Le livre en question nous montre le passage – ou plutôt la superposition – entre ces deux dimensions, ce qui l’amène à se centrer plus spécifiquement sur la situation française : la France est un des pays où la libre pensée a pu jouer un rôle majeur, notamment lors de la mise en place d’une laïcisation à peu près complète des institutions (loi de Séparation de 1905).
Une Libre pensée dont les thématiques d’action sont fortement imprégnées de la Révolution française.
Un aspect important de l’ouvrage est de faire entrevoir – ce sont plus des moments-clefs qu’une narration continue – les grands débats de la Libre pensée française face aux événements ayant déchiré le 20e siècle et le 21e siècle débutant : une histoire heurtée, pas toujours rectiligne ni glorieuse. Du basculement de nombreux libres penseurs dans l’Union sacrée, en passant par le soutien accordé au Front populaire puis la rupture avec ce dernier, les luttes d’après 1945, concentrées sur la défense de la laïcité scolaire (le fameux slogan « fonds publics pour l’école publique, fonds privés pour l’école privée ») et de la loi de 1905, jusqu’à l’indépendance difficilement acquise face au gouvernement «socialiste» de 1981…,
le livre se termine sur une note positive et prudemment optimiste, finissant par embrasser le début de l’année 2020. On aurait aimé que les termes de certains débats internes – qui relèvent aussi de débats plus généraux dans le mouvement ouvrier – soient présentés plus explicitement. Ainsi la scission des années 1990, ou même les remous internes plus récents comme lors de la scission du trotskysme « lambertiste », assez bien représenté parmi les « cadres » de la Libre pensée française.

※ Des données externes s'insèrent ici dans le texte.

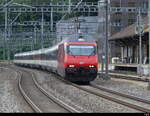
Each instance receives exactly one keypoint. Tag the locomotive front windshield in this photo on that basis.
(81, 50)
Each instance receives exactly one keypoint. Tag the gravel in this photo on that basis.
(138, 89)
(10, 98)
(12, 101)
(79, 99)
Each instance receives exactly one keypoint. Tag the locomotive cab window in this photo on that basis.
(81, 50)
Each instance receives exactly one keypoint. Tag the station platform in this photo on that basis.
(134, 69)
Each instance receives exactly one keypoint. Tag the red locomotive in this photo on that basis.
(74, 59)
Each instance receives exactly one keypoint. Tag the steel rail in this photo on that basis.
(121, 94)
(133, 106)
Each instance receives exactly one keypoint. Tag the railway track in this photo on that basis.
(58, 105)
(123, 99)
(126, 76)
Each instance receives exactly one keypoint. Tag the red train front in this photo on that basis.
(78, 61)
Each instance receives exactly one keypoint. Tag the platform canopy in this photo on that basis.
(130, 31)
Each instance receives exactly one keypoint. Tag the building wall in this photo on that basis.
(122, 14)
(125, 13)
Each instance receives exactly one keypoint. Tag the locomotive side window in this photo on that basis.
(81, 50)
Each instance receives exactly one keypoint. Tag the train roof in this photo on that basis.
(72, 38)
(80, 38)
(40, 51)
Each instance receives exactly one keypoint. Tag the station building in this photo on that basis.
(127, 54)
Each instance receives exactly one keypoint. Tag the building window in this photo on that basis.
(131, 21)
(131, 4)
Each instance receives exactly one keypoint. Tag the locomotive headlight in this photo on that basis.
(71, 66)
(91, 66)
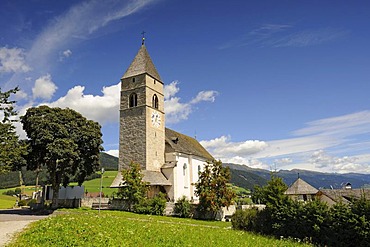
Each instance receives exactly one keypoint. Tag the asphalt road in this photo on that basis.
(15, 220)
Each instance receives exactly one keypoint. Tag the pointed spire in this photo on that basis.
(143, 39)
(141, 64)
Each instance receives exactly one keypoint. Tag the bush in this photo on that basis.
(183, 208)
(245, 219)
(154, 206)
(9, 193)
(22, 203)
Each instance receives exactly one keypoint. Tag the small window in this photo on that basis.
(155, 101)
(133, 100)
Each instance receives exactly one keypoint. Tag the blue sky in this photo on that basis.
(268, 84)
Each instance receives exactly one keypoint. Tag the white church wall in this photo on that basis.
(182, 177)
(197, 165)
(169, 174)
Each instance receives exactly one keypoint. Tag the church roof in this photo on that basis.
(301, 187)
(177, 142)
(141, 64)
(152, 177)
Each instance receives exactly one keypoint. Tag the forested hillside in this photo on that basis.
(12, 179)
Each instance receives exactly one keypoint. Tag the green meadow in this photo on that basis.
(116, 228)
(90, 186)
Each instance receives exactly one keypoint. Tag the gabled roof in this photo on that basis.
(142, 64)
(177, 142)
(346, 195)
(301, 187)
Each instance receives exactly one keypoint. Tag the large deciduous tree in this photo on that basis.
(134, 189)
(63, 141)
(11, 149)
(212, 188)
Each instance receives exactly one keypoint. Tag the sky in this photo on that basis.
(267, 84)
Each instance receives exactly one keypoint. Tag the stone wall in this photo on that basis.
(88, 201)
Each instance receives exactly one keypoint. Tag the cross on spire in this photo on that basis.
(143, 39)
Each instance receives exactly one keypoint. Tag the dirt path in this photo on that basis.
(13, 221)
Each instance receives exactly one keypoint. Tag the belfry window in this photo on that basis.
(155, 101)
(133, 100)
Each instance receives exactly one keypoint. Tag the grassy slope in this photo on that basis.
(6, 201)
(90, 186)
(9, 201)
(114, 228)
(94, 184)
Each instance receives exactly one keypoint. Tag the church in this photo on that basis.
(170, 161)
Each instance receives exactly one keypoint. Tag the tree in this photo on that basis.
(12, 149)
(134, 188)
(212, 188)
(63, 141)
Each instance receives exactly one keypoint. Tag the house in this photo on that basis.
(170, 161)
(301, 190)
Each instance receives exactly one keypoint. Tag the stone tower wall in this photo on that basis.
(140, 141)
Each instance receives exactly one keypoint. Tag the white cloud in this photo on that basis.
(80, 22)
(13, 60)
(114, 152)
(324, 145)
(204, 96)
(346, 125)
(222, 148)
(44, 87)
(281, 35)
(177, 111)
(171, 90)
(323, 160)
(103, 109)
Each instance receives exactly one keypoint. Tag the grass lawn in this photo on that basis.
(116, 228)
(7, 201)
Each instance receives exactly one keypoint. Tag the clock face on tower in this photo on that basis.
(156, 119)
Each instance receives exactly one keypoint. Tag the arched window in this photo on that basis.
(133, 100)
(155, 101)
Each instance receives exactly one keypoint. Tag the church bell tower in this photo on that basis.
(142, 118)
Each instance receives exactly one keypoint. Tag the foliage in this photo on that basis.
(12, 150)
(272, 193)
(109, 162)
(63, 141)
(314, 221)
(245, 219)
(114, 228)
(245, 179)
(183, 207)
(212, 188)
(154, 206)
(12, 192)
(134, 189)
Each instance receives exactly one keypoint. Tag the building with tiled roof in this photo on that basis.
(301, 190)
(170, 161)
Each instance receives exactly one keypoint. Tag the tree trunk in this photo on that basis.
(55, 186)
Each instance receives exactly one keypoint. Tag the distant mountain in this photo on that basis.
(316, 179)
(109, 162)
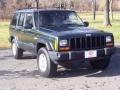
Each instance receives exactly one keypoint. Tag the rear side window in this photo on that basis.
(21, 19)
(14, 19)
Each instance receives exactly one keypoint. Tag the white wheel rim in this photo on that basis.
(14, 49)
(42, 62)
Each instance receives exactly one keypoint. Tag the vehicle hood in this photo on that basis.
(71, 31)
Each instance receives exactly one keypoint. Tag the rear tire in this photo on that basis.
(100, 64)
(45, 66)
(17, 52)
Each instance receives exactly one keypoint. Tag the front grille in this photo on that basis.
(87, 43)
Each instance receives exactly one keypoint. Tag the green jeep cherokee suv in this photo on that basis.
(59, 37)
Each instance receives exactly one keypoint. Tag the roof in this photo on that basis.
(33, 10)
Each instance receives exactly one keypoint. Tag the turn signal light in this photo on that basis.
(64, 48)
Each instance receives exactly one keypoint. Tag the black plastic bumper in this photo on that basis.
(57, 57)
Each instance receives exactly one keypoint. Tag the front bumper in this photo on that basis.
(57, 57)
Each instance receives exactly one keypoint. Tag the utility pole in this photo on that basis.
(37, 4)
(94, 9)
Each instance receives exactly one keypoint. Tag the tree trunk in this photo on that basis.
(94, 9)
(111, 11)
(106, 14)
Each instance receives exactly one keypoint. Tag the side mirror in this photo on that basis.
(86, 24)
(28, 26)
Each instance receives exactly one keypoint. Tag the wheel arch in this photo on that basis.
(43, 43)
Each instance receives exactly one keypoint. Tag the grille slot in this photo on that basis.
(87, 43)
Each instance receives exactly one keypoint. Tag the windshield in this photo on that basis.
(58, 18)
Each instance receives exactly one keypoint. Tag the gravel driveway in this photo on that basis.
(23, 75)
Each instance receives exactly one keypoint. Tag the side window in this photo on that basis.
(21, 19)
(29, 21)
(14, 19)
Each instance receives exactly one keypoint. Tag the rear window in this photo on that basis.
(21, 19)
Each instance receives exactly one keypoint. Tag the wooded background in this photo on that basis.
(8, 7)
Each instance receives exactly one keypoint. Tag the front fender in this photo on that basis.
(48, 44)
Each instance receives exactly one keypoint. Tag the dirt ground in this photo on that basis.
(23, 75)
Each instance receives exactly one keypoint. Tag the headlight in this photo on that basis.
(108, 39)
(63, 42)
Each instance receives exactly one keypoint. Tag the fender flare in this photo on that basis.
(48, 45)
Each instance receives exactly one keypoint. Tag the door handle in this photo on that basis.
(35, 38)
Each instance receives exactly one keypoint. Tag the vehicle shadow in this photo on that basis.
(84, 70)
(87, 71)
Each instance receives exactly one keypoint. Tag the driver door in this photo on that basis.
(29, 33)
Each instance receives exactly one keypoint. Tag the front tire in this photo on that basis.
(45, 66)
(100, 64)
(17, 52)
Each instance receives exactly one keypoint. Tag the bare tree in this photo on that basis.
(106, 13)
(94, 9)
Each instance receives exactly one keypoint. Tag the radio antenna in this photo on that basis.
(37, 6)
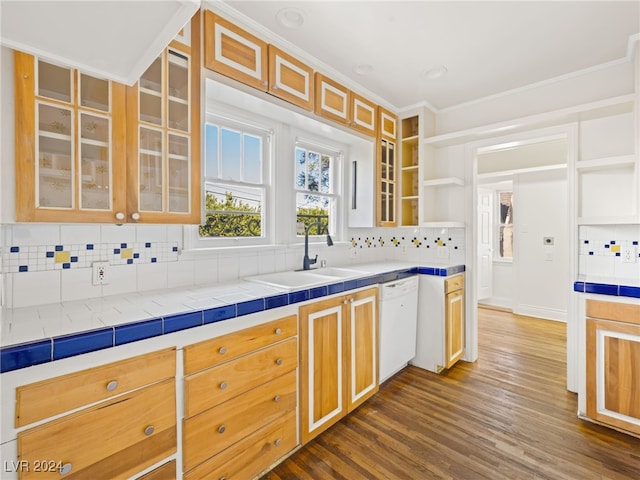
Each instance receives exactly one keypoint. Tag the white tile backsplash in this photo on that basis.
(158, 265)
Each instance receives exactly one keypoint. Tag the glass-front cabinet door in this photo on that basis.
(164, 122)
(386, 183)
(69, 144)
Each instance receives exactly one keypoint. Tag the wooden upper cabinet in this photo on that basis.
(163, 137)
(290, 79)
(332, 99)
(363, 114)
(93, 150)
(388, 124)
(338, 103)
(70, 144)
(234, 52)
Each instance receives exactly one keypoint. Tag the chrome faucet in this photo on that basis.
(306, 261)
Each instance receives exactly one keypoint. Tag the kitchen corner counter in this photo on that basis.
(40, 334)
(608, 286)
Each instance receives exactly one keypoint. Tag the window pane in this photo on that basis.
(252, 155)
(301, 168)
(325, 174)
(506, 241)
(230, 155)
(211, 151)
(313, 171)
(232, 211)
(506, 208)
(311, 209)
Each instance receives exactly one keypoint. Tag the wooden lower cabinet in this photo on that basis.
(613, 364)
(338, 358)
(240, 407)
(114, 439)
(251, 455)
(163, 472)
(454, 320)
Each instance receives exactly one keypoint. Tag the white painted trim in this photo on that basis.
(338, 311)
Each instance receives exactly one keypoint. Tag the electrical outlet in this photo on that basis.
(100, 273)
(628, 254)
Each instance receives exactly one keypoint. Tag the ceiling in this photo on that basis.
(486, 47)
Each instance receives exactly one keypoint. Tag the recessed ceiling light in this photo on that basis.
(290, 17)
(435, 72)
(363, 69)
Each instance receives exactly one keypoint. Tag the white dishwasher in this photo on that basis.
(398, 324)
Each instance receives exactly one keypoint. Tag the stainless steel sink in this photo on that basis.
(302, 279)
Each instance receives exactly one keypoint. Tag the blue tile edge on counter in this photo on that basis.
(15, 357)
(607, 289)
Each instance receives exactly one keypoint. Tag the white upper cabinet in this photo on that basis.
(113, 40)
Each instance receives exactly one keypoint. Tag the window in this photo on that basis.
(316, 189)
(235, 187)
(505, 215)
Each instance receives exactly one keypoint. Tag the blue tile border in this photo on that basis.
(15, 357)
(607, 289)
(136, 331)
(25, 355)
(79, 343)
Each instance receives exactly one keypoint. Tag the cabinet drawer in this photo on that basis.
(67, 392)
(215, 385)
(112, 440)
(454, 283)
(212, 431)
(163, 472)
(251, 455)
(220, 349)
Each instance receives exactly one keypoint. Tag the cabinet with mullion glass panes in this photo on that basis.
(66, 125)
(164, 151)
(387, 183)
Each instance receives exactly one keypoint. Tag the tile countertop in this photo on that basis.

Des éléments seraient aussi à creuser. Par exemple l’entrecroisement entre mouvement ouvrier (notamment l’anarchisme), franc-maçonnerie (républicaine bourgeoise) et travail d’émancipation intellectuelle face aux préjugés de la société bourgeoise (cf. le rôle des femmes libres penseuses) : c’est à peu près la seule organisation qui peut ouvertement revendiquer des sensibilités idéologiques allant de l’anarchisme jusqu’aux républicains radicaux (le pilier de la « gauche » sous la 3e République). Si la séparation « définitive » (sachant que l’Etat capitaliste cherche toujours à intégrer le mouvement ouvrier quand il ne le réprime pas) entre mouvement ouvrier et bourgeoisie prend corps lors de la seconde moitié du 19e siècle et se matérialise dans le sang avec la répression de la Commune, comment analyser une telle conjonction dans une organisation ? Cela est-il porteur de sens et de perspectives ? Une figure comme celle de Ferdinand Buisson, dont le rôle majeur est rappelé y compris dans l’élaboration de la loi de Séparation, semble apporter une réponse affirmative à ces questions ; mais lui-même, n’a-t-il pas basculé dans l’Union sacrée en 1914 ?
Finalement, ce livre apporte d’utiles éclairages, même si bien entendu on peut discuter telle ou telle affirmation. Et surtout – ce qui est sans doute un de ses buts – il donne en envie d’en savoir davantage sur cette Libre pensée qui provoque des cauchemars parmi les plus obscurantistes des dignitaires catholiques.